Indeed, I don't actually need anybody to be anything. Particularly not for me. What I need is to find what is interesting about other people.

I'd like to know more about intimidation. The psychology of it. This isn't the healthy application of anger I am talking about where intimidation is used to avoid potentially costly conflict. But where people find other people unapproachable. I suspect it might be akin to judgement in some way, perhaps its reverse. Judgement is employed most commonly to find people who are even worse than us at things we are insecure about. Perhaps intimidation is where we find people who by their existence emphasise our own felt deficit.

It would apply to my relationship with artists I admire, and possibly fit my friends description as well.

There is of course a self-fulfulling prophecy about being intimidating though, in that I don't actually desire the company of people that cant step to me, or converse with me. Of course, if people can merely enact these behaviors, they are no longer the people I don't desire the company of, they are people I would readily befriend.

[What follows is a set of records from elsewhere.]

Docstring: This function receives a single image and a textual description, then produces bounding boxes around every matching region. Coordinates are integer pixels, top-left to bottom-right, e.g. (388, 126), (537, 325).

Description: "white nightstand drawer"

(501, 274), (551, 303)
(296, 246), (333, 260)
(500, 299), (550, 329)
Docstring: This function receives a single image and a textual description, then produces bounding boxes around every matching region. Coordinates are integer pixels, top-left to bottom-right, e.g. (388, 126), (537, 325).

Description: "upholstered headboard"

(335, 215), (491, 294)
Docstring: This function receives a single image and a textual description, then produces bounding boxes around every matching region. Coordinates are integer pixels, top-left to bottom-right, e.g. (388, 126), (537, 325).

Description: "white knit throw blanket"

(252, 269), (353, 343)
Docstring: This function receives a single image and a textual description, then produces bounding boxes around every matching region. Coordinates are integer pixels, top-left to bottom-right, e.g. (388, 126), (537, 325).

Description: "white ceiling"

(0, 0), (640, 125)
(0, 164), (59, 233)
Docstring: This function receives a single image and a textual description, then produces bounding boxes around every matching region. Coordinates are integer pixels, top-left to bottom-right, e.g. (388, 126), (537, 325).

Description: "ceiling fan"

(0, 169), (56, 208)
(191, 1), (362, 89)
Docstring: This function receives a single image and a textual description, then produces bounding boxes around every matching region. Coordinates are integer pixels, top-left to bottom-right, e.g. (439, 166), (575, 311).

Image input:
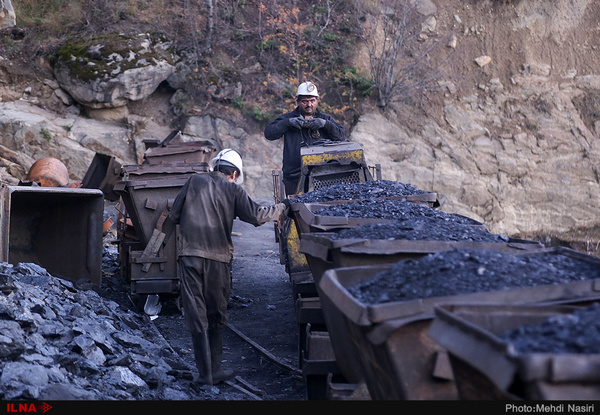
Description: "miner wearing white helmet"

(265, 82), (346, 195)
(163, 149), (289, 385)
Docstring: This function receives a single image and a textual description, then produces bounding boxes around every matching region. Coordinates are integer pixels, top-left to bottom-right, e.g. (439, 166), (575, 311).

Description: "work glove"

(308, 117), (327, 131)
(289, 117), (305, 130)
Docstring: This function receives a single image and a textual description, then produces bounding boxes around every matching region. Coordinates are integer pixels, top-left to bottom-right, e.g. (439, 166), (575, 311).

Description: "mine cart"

(319, 248), (600, 400)
(114, 162), (209, 296)
(0, 185), (104, 285)
(300, 232), (543, 384)
(429, 302), (600, 401)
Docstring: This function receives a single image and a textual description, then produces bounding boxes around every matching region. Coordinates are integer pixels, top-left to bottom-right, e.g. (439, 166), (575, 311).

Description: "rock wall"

(0, 0), (600, 235)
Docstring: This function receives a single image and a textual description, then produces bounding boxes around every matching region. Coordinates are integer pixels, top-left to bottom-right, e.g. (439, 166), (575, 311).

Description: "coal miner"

(265, 82), (346, 195)
(163, 149), (286, 385)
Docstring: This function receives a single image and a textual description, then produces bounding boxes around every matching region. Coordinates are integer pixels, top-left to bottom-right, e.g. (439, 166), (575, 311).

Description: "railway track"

(138, 296), (302, 400)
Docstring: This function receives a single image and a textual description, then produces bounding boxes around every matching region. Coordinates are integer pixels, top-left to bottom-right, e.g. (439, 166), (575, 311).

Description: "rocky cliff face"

(0, 0), (600, 235)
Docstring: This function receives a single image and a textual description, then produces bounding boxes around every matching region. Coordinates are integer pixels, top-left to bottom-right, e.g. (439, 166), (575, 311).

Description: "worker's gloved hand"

(289, 117), (305, 130)
(308, 117), (327, 131)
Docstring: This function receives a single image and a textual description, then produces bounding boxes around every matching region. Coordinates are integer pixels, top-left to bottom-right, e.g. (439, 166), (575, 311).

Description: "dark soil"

(111, 221), (305, 401)
(348, 249), (600, 304)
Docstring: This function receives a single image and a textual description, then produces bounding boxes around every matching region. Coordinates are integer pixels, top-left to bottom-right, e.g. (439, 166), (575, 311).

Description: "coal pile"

(0, 263), (203, 400)
(348, 249), (600, 304)
(313, 199), (482, 225)
(293, 180), (428, 203)
(498, 303), (600, 354)
(331, 216), (509, 243)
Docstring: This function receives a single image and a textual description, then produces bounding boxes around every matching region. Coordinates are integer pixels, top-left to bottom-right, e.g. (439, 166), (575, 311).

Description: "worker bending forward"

(164, 149), (286, 385)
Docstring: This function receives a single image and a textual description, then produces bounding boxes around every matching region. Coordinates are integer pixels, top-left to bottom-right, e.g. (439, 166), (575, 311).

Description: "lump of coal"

(498, 303), (600, 354)
(348, 249), (600, 304)
(294, 180), (428, 203)
(313, 199), (481, 225)
(331, 216), (509, 242)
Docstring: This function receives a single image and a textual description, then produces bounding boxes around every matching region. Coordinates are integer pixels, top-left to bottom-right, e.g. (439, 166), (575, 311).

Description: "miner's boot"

(192, 331), (213, 385)
(208, 327), (235, 385)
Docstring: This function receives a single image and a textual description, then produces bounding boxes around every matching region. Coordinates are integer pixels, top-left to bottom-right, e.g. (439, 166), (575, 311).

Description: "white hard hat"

(210, 148), (244, 184)
(296, 82), (319, 97)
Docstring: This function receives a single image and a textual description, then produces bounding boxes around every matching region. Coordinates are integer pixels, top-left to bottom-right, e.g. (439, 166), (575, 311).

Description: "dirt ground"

(103, 210), (306, 401)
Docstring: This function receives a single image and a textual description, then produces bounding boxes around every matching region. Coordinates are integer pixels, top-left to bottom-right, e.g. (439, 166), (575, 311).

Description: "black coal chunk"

(313, 199), (481, 225)
(294, 180), (428, 203)
(348, 249), (600, 304)
(498, 303), (600, 354)
(331, 216), (508, 242)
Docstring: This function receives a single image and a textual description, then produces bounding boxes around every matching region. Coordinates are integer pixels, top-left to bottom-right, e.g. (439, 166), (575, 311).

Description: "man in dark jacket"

(265, 82), (346, 195)
(163, 149), (286, 385)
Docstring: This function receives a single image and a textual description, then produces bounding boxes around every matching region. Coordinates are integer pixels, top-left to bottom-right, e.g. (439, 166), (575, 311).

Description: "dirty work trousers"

(177, 256), (231, 333)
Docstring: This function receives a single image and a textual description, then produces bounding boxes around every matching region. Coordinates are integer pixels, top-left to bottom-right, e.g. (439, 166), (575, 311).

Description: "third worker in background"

(265, 82), (346, 195)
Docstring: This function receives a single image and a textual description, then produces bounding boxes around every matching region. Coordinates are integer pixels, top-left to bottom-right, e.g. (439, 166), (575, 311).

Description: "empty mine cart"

(115, 162), (209, 300)
(0, 184), (104, 286)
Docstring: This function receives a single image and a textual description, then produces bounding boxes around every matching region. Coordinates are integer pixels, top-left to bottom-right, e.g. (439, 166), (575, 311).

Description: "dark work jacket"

(265, 107), (346, 178)
(165, 172), (285, 262)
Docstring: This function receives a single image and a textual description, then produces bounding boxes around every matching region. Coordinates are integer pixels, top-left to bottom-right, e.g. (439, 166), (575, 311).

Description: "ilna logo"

(6, 402), (52, 413)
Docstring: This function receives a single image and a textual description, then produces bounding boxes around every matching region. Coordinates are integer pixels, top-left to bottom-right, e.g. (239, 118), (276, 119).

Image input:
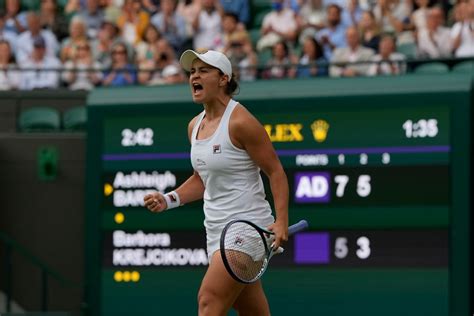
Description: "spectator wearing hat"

(5, 0), (27, 34)
(40, 0), (69, 42)
(192, 0), (224, 50)
(59, 15), (87, 63)
(151, 0), (188, 53)
(296, 0), (326, 45)
(357, 10), (380, 51)
(20, 35), (62, 90)
(329, 26), (374, 77)
(257, 0), (298, 52)
(220, 0), (250, 25)
(135, 24), (162, 65)
(451, 0), (474, 57)
(262, 41), (298, 79)
(91, 21), (121, 68)
(117, 0), (150, 47)
(16, 12), (59, 63)
(0, 39), (20, 90)
(0, 10), (17, 53)
(296, 36), (328, 78)
(62, 40), (102, 90)
(102, 43), (137, 86)
(316, 4), (346, 60)
(368, 35), (406, 76)
(138, 38), (179, 85)
(79, 0), (104, 39)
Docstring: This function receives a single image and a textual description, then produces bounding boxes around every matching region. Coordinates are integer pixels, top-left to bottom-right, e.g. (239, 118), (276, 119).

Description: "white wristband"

Tuesday, December 01, 2015

Living the Montage

I just finished my third 12 hour day in studio in a row. I'm currently doing a bunch of painstaking practice, the sort of work that gets covered in 30 seconds - 2 minutes in a movie. It'd be interesting to see an actual montage of a kid going away to get good at being an artist. Like they show him hitting a note book at age 12, and then a bunch of select crops as he learns contour, rendering, massing, construction, foreshortening, perspective, composition, colour etc. And then at the end of the montage he is 40 years old, but a master illustrator/painter whatever.

And while I say painstaking, it's where I want to be, and I think that's the secret of the montage. Not that they take a long time in real time, but that they require you to actually love doing that work.